Like Chris I switched to dust also.  I can only speak for myself, I switched because pellet dust creates a lighter smoke.  I smoke for 4 hours, using a pellet tube.  Also, I use an old meat grinder to “finely grind/ make dust from apple pellets.  This is just me and my family’s preference.  I can definitely tell a deference between pellets and dust.
Hope this helps.


----------



## Steve Andrews (Feb 3, 2019)

yankee2bbq said:


> Like Chris I switched to dust also.  I can only speak for myself, I switched because pellet dust creates a lighter smoke.  I smoke for 4 hours, using a pellet tube.  Also, I use an old meat grinder to “finely grind/ make dust from apple pellets.  This is just me and my family’s preference.  I can definitely tell a deference between pellets and dust.
> Hope this helps.



I may try dust next time, thanks!


----------



## gmc2003 (Feb 4, 2019)

Justin has you covered. Dust burns much cleaner/lighter then pellets. I only smoke for 2 to 3 hours.
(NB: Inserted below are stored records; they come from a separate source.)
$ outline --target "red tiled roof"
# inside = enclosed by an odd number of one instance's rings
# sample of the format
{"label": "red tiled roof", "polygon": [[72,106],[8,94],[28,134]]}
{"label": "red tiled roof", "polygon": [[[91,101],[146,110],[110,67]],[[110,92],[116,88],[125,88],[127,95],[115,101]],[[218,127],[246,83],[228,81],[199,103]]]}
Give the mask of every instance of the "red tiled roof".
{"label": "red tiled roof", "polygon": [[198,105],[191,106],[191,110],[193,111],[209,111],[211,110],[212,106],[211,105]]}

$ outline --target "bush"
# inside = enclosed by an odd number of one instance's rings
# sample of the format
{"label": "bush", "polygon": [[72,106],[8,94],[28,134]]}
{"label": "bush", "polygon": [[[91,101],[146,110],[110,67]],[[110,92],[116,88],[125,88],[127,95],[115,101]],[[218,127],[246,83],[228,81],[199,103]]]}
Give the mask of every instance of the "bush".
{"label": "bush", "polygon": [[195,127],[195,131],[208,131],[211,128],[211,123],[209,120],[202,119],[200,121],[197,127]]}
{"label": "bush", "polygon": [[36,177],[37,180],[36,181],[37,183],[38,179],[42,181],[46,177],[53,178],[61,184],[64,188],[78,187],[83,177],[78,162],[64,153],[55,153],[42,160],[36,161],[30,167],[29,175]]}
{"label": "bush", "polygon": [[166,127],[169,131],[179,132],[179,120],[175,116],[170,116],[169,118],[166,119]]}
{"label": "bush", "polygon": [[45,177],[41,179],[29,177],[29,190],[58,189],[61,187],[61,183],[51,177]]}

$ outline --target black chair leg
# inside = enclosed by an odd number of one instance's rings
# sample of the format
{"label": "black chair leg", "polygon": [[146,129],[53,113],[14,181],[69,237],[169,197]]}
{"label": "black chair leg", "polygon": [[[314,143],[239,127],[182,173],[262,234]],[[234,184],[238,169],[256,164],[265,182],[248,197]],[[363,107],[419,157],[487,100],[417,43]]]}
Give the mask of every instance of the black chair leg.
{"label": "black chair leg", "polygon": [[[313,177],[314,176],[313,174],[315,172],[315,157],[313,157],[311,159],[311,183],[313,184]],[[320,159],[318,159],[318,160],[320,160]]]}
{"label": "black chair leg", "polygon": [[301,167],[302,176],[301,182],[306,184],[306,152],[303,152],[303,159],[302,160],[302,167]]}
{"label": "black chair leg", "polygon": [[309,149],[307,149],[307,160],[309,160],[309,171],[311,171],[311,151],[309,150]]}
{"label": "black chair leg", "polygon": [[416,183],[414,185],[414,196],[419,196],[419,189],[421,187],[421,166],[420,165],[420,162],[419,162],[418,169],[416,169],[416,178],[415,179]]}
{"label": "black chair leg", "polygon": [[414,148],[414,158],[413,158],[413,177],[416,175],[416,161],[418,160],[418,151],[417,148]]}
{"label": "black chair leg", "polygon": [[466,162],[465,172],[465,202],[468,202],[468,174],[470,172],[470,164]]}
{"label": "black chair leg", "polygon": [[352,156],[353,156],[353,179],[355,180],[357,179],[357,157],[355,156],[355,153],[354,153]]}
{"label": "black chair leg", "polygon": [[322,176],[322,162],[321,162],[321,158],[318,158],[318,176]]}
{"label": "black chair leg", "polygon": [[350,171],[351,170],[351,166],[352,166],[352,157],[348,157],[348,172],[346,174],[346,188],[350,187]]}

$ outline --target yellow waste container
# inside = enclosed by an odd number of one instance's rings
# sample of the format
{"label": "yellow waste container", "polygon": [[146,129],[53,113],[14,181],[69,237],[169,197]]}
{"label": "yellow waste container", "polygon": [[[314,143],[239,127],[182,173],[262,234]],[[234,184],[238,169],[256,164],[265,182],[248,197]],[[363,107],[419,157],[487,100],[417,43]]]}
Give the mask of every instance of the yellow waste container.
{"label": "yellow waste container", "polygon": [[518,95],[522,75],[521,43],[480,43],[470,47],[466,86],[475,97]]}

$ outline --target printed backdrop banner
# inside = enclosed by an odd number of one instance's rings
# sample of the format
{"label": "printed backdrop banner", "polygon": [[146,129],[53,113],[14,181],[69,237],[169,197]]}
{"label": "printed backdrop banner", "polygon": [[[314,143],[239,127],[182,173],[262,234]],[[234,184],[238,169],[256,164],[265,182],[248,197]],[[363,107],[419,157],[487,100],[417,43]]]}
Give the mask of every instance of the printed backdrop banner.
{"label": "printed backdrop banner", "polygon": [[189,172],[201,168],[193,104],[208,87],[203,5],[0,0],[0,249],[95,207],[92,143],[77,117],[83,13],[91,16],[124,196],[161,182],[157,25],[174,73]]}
When smoking cheese for the wife and I. We like a liter smoke profile.

Chris


----------



## SmokinAl (Feb 4, 2019)

I only do cheese one time per year & make enough to last the whole year.
Never had any go bad as long as they were vac packed & in the fridge.
Al


----------



## bbqbrett (Feb 6, 2019)

I usually wait about a month.  However the last time I did smoked cheese was last April.  Opened up the last sharp cheddar and a swiss about a month ago and it was great.  Still have two 8oz hickory smoked pepper jack that I have yet to open.


----------



## Hawging It (Feb 6, 2019)

Steve Andrews said:


> Some Applewood Smoked Cheddar I did back in November, decided to crack it open today and it was amazing...
> Curious, what's the average rest people wait to enjoy their smoked cheese, I have always heard a minimum of 2 weeks as a rule of thumb.
> Wondering how long this stuff would last in the fridge un-opened vac sealed, seemed like the longer it sat the better it got.
> 
> ...


Looks tasty!


----------